Traditionally, cheese has served a functional role in the dairy industry — milk had a short shelf life, and cheese provided an opportunity for dairy farmers to increase sales and ship their product to different parts of the country. Many farmers bred only one type of animal, and so cheese was rarely mixed. Over time, as cheese became more of a delicacy in its own right, cheesemakers began experimenting with different milk combinations.
“People realized it was an awesome food,” says Leslie Uhl, cheesemonger at DiBruno Brothers in Philadelphia. “It’s the artisanal version of, ‘how can I express myself in different ways?’”
Cow’s milk is the base ingredient in most mixed-milk cheeses, with sheep and goat added for texture and flavor according to the desired final product. Goat’s milk whitens the cheese, as cow’s milk has a yellowish hue, and adds zest and tartness. Sheep’s milk is the most expensive of the three and is high in fat, adding richness and a buttery texture. It is often said that, the more sheep’s milk, the better the cheese.
Some cheesemakers will still mix milk as a work-around for seasonal availability, but mixing is often about taking creative license and challenging the existing varietal standards. Here are some examples of mixed-milk cheeses that will give your palate a lot to think about:
Testun Al Barolo (pasteurized, cow-goat, Italy)
Don’t be fooled by the initial mildness in the paste of this semi-firm cow-goat mix.

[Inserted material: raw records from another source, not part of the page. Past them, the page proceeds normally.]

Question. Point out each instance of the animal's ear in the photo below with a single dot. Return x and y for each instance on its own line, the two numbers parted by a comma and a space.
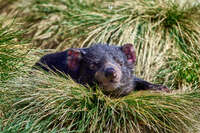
129, 51
74, 56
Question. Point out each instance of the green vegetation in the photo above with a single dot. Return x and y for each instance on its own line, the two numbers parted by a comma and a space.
165, 35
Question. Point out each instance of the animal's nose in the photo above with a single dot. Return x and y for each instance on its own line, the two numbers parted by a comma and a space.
110, 73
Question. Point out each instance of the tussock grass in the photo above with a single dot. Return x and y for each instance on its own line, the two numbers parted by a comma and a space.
54, 104
164, 33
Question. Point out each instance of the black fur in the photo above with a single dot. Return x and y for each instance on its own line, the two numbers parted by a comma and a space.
97, 59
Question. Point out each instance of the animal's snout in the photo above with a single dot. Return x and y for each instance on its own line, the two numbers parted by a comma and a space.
110, 73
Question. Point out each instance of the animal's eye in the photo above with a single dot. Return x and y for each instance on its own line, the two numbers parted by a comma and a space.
93, 66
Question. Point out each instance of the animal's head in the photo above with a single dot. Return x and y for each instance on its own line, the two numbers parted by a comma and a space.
109, 66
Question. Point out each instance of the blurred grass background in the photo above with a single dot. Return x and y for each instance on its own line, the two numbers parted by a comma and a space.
165, 34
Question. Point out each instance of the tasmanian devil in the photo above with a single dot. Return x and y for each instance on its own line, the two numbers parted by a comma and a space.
109, 66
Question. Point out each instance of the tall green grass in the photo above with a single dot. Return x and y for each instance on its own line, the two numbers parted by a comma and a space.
165, 35
59, 105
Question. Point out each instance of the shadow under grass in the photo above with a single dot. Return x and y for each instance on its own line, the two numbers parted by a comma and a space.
45, 102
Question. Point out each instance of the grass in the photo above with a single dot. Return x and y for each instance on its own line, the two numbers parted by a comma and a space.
165, 35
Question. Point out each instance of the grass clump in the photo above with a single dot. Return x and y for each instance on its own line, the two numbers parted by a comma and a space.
11, 47
58, 104
165, 35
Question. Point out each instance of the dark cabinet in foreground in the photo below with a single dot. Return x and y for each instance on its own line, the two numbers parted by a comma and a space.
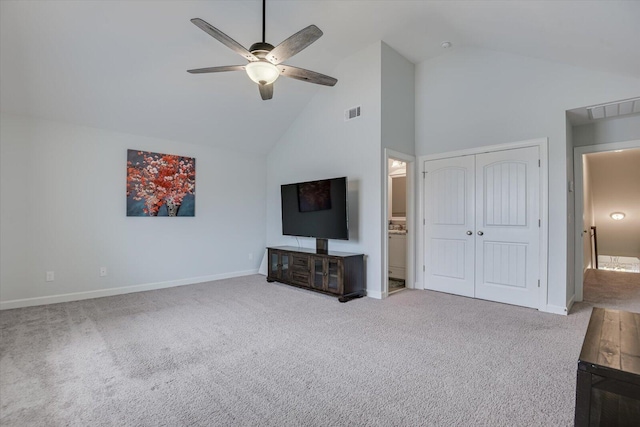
334, 273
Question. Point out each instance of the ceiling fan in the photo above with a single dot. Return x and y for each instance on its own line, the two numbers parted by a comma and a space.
265, 61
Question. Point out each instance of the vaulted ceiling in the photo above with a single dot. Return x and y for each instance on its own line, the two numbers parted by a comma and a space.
121, 65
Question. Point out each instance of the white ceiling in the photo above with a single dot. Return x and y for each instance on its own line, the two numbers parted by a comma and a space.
121, 65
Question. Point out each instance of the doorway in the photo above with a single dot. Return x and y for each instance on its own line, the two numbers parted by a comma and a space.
398, 252
607, 212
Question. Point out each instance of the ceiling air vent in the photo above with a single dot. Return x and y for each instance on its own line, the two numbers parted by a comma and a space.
352, 113
621, 108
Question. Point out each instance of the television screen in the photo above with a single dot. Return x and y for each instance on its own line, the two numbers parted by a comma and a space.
316, 209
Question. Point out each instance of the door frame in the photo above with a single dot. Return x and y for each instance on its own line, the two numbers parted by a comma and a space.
543, 147
411, 208
578, 208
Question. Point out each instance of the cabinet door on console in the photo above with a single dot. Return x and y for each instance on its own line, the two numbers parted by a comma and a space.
317, 276
335, 276
279, 265
327, 274
300, 269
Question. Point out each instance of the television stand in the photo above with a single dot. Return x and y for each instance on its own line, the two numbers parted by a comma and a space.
339, 274
322, 246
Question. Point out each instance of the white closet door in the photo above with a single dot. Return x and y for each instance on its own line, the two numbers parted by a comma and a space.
449, 224
507, 226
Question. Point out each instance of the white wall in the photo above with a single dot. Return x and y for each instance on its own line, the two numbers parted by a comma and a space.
471, 97
63, 208
398, 102
321, 144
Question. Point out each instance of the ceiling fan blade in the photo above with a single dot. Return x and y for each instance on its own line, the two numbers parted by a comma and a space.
294, 44
306, 75
217, 69
224, 39
266, 91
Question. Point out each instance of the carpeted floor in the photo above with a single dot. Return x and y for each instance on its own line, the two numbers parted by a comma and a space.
243, 352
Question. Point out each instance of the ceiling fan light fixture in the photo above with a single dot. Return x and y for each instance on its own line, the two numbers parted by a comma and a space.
262, 72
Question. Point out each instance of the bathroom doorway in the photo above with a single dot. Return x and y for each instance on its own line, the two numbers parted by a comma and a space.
606, 200
399, 228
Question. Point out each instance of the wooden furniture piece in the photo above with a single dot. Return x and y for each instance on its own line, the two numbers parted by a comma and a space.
335, 273
608, 380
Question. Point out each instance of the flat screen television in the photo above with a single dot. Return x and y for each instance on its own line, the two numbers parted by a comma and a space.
316, 209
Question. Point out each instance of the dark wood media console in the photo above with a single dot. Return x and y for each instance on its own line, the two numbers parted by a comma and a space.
335, 273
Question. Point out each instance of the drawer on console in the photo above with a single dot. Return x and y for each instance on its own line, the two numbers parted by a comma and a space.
300, 262
300, 277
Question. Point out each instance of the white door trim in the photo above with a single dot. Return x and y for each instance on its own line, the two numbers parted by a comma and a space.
411, 222
542, 144
578, 178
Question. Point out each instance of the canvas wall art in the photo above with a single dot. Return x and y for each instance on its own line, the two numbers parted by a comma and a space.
160, 184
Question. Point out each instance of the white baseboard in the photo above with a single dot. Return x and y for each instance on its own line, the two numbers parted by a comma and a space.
555, 309
77, 296
374, 294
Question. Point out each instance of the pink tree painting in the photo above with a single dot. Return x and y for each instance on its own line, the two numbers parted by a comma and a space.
160, 184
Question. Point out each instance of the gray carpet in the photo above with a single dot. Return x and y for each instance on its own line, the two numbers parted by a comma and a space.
242, 352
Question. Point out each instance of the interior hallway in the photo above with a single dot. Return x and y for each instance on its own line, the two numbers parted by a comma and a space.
613, 289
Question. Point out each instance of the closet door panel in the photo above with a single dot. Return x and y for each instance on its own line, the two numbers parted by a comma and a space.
449, 211
507, 236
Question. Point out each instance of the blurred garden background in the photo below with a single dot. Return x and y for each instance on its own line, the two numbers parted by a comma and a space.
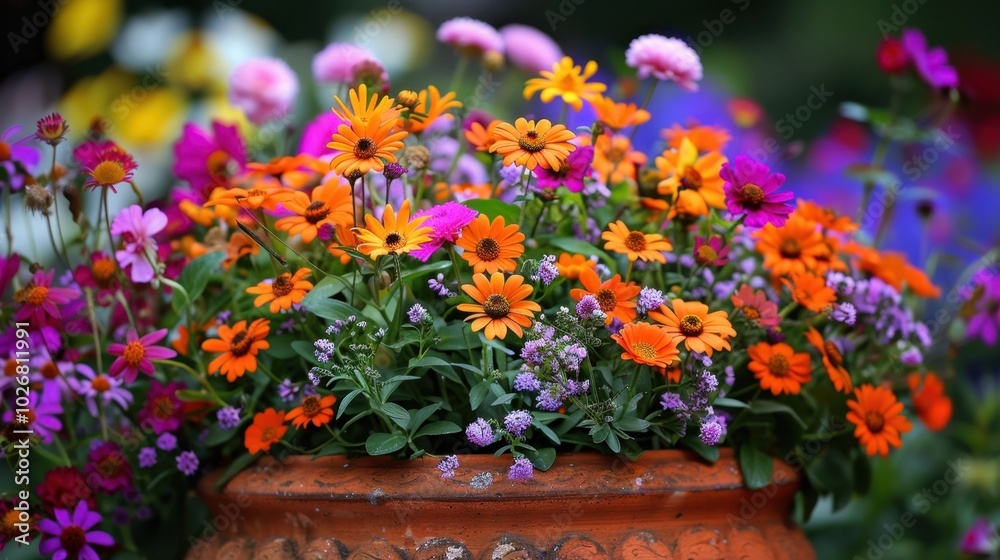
796, 83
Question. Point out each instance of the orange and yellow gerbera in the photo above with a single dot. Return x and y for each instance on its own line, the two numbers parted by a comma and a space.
878, 419
491, 246
635, 244
567, 81
396, 234
646, 344
833, 360
329, 204
614, 296
500, 305
779, 367
691, 322
527, 143
283, 292
314, 409
239, 346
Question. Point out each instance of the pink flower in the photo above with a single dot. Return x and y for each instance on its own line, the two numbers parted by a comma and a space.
264, 88
530, 49
664, 59
137, 230
446, 221
572, 174
750, 189
207, 159
471, 36
136, 355
931, 63
344, 63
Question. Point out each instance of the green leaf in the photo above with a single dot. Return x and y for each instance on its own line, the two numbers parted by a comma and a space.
383, 444
757, 467
492, 208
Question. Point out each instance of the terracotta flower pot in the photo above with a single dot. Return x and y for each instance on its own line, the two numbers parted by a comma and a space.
667, 504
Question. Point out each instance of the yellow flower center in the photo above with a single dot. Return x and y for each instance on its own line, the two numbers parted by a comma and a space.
108, 173
752, 195
875, 421
644, 350
531, 142
607, 299
778, 365
691, 325
496, 306
635, 241
488, 249
134, 353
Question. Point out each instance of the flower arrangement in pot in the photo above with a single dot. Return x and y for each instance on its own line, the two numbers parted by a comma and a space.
418, 286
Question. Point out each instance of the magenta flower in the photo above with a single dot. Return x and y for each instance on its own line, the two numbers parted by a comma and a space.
529, 49
107, 469
137, 229
264, 88
70, 536
207, 159
446, 221
41, 300
749, 190
931, 63
572, 174
667, 59
470, 36
136, 355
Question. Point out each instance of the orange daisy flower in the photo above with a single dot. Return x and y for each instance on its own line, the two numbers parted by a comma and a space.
283, 292
314, 409
810, 291
396, 233
794, 247
635, 244
331, 203
267, 429
614, 296
933, 406
431, 106
489, 247
878, 418
570, 266
692, 181
779, 368
833, 360
525, 143
239, 346
482, 138
365, 147
617, 116
691, 322
646, 344
500, 305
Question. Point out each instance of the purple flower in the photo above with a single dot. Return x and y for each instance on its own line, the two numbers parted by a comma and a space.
70, 535
572, 174
479, 433
137, 229
187, 462
750, 189
167, 441
517, 421
522, 469
931, 63
448, 465
147, 457
446, 222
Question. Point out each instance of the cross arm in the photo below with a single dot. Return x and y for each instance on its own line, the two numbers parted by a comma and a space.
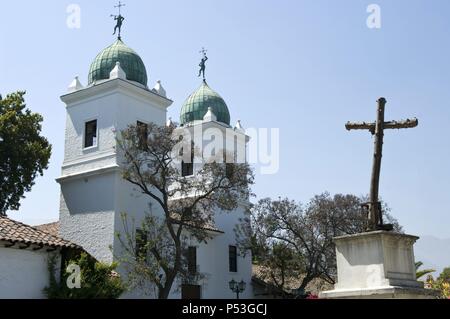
360, 126
408, 123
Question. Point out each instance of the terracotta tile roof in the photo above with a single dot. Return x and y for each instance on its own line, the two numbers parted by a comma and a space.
51, 228
15, 232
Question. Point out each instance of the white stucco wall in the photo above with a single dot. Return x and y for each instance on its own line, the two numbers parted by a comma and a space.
23, 273
94, 195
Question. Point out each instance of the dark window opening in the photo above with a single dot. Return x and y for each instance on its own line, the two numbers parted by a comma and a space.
141, 244
90, 134
232, 253
142, 130
192, 260
229, 170
187, 169
190, 292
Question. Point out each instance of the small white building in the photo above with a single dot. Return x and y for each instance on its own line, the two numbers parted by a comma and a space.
25, 253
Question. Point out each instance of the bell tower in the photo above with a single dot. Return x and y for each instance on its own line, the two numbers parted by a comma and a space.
93, 193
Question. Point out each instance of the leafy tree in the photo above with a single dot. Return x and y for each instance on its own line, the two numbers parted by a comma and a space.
24, 153
306, 231
98, 280
421, 273
445, 275
182, 208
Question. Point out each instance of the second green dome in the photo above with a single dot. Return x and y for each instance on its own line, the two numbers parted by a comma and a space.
129, 60
197, 104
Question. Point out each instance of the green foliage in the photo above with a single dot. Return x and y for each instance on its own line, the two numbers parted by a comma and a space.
24, 153
421, 273
98, 280
294, 241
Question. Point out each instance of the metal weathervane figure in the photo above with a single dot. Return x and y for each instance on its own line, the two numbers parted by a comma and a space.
119, 18
202, 64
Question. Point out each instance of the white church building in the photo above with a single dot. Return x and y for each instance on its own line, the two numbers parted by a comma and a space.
94, 194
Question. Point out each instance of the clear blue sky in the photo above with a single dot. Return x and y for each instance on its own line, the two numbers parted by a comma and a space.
305, 67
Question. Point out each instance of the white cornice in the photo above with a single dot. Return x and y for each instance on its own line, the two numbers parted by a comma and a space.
92, 172
111, 86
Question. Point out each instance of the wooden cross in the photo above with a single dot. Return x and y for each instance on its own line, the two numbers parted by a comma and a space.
373, 207
120, 5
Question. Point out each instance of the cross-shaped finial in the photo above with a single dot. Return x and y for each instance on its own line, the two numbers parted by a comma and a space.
120, 5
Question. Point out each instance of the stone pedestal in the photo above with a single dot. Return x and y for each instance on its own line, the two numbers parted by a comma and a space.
376, 265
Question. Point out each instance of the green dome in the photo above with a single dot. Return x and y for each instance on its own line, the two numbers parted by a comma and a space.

The cheese hails from Piedmont and is aged in oak barrels under a layer of Nebbiolo grapes, the grape used to make Barolo wine. The sweet, crunchy grape husks form the rind and seep into the cheese, and the goat elements add funk to the sweeter cow milk. The result is a complex, moist, boozy, and fruity hunk that pairs best with a Barolo.
Chebris (sheep-goat, France)
This semi-firm cheese comes from the Basque region of southern France. Unlike most Basque cheeses, which are made purely of sheep’s milk according to strict regulations affecting how the animals are pastured and how the milk is treated, this Chebris mixes sheep with goat’s milk for a nutty, herbal flavor. The paste is slightly grainy, tangy, and musty with a sweet rind.
Nancy’s Camembert (pasteurized, cow-sheep, New York)
This rich, velvety cheese deviates from the norm by mixing sheep and cow milk in a Camembert, which is traditionally made solely from cow milk. It is named after its co-owner Nancy Clark, who founded the Old Chatham Sheepherding Company in the Hudson River Valley with her husband Tom in 1993. Nancy’s Camembert is made using a blend of Old Chatham sheep and cow’s milk from a neighboring farm. It’s soft, bloomy rind fuses with the rich, oozing, buttery paste, for a fungal but sweet flavor. This cheese is savory and vegetal with notes of hay that set it apart from many other Camembert varieties, which air on the fruity side.